LOS ANGELES (AP) — Robert Altman, the irreverent satirist behind “M*A*S*H,” “Nashville” and “The Player,” has died at 81 from complications due to cancer.

The maverick director died Monday night at Cedars-Sinai Medical Center in Los Angeles, according to a press release from Mr. Altman’s production company, Sandcastle 5 Productions.

A five-time Academy Award nominee for best director, most recently for 2001’s “Gosford Park,” he finally won a lifetime achievement Oscar this year.



“No other filmmaker has gotten a better shake than I have,” Mr. Altman said while accepting the award. “I’ve never had to direct a film I didn’t choose or develop. My love for filmmaking has given me an entree to the world and to the human condition.”

Mr. Altman had one of the most distinctive styles among modern filmmakers. He often employed huge ensemble casts, encouraged improvisation and overlapping dialogue, and filmed scenes in long tracking shots that would flit from character to character.

Perpetually in and out of favor with audiences and critics since his anti-war black comedy “M*A*S*H” established his reputation in 1970, Mr. Altman would go for years at a time directing obscure movies before roaring back with a hit.

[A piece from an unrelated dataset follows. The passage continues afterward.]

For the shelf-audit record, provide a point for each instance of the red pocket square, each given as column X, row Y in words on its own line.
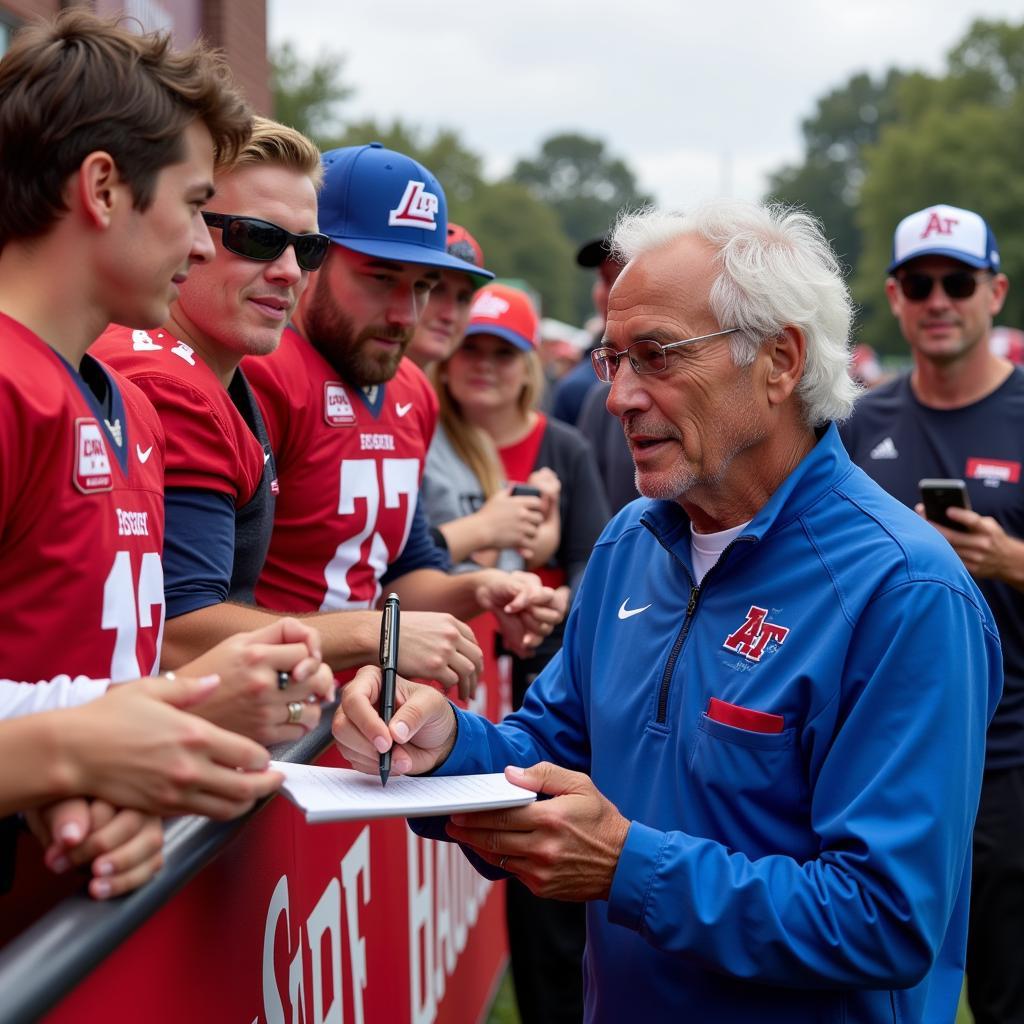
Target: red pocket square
column 743, row 718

After a string of commercial duds in the late ‘90s, Mr. Altman took his all-American cynicism to Britain for “Gosford Park.” A combination murder-mystery and class-war satire set among snobbish socialites and their servants on an English estate in the 1930s, “Gosford Park” was Mr. Altman’s biggest box-office success since “M*A*S*H.” He took the best-director prize at the Golden Globes for the film.

Mr. Altman’s other best-director Oscar nominations came for “M*A*S*H,” the country-music saga “Nashville” (1975), the movie-business satire “The Player” (1992) and the ensemble character study “Short Cuts” (1993).

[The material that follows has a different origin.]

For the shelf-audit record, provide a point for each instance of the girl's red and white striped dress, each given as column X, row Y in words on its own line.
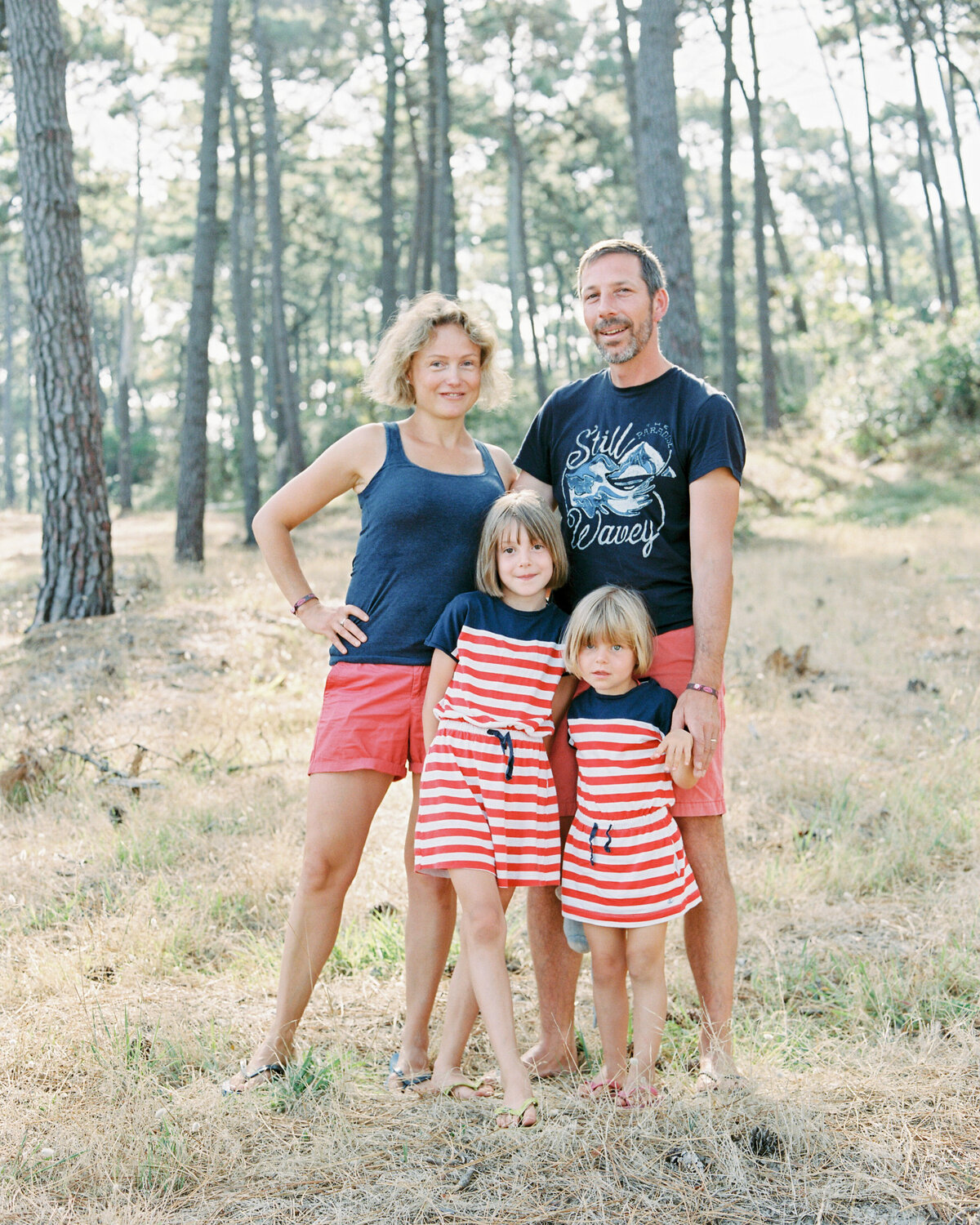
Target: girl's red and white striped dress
column 488, row 798
column 624, row 862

An inveterate genre revisionist, the director de-romanticized the Western hero in “McCabe and Mrs. Miller” (1971), the film-noir gumshoe in “The Long Goodbye” (1973) and outlaw gangsters in “Thieves Like Us” (1974).

“M*A*S*H” was Mr. Altman’s first big success. The film starring Donald Sutherland and Elliott Gould was set during the Korean War but was Mr. Altman’s thinly veiled attack on U.S. involvement in Vietnam.

Mr. Altman never minced words in reproaching Hollywood. After the September 11 attacks, he said Hollywood served as a source of inspiration for the terrorists by making violent action movies that amounted to training films for such atrocities. Mr. Altman was written off repeatedly by the Hollywood establishment, and his reputation for arrogance and hard drinking — a habit he eventually gave up — hindered his efforts to raise money for his idiosyncratic films.

The director held actors — unlike studio executives — in the highest esteem, which they reciprocated. Despite shoestring budgets, the director continually landed top-name stars for a fraction of their normal salaries.

“Bob’s restless spirit has moved on,” said 13-time Oscar nominee Meryl Streep, who appeared in “A Prairie Home Companion” and co-introduced Mr. Altman to receive his honorary Oscar. “When I spoke with him last week, he seemed impatient for the future. He still had the generous, optimistic appetite for the next thing, and we planned the next film laughing in anticipation of the laughs we’d have.”

Born Feb. 20, 1925, Mr. Altman was a bomber pilot in World War II and studied engineering at the University of Missouri in Columbia before taking a job making industrial films in Kansas City. He moved into feature films with “The Delinquents” in 1957, then worked largely in television through the mid 1960s, directing episodes of series such as “Bonanza” and “Alfred Hitchcock Presents.”

Mr. Altman and his wife, Kathryn, had two sons, Robert and Matthew, and he had a daughter, Christine, and two other sons, Michael and Stephen, from two previous marriages.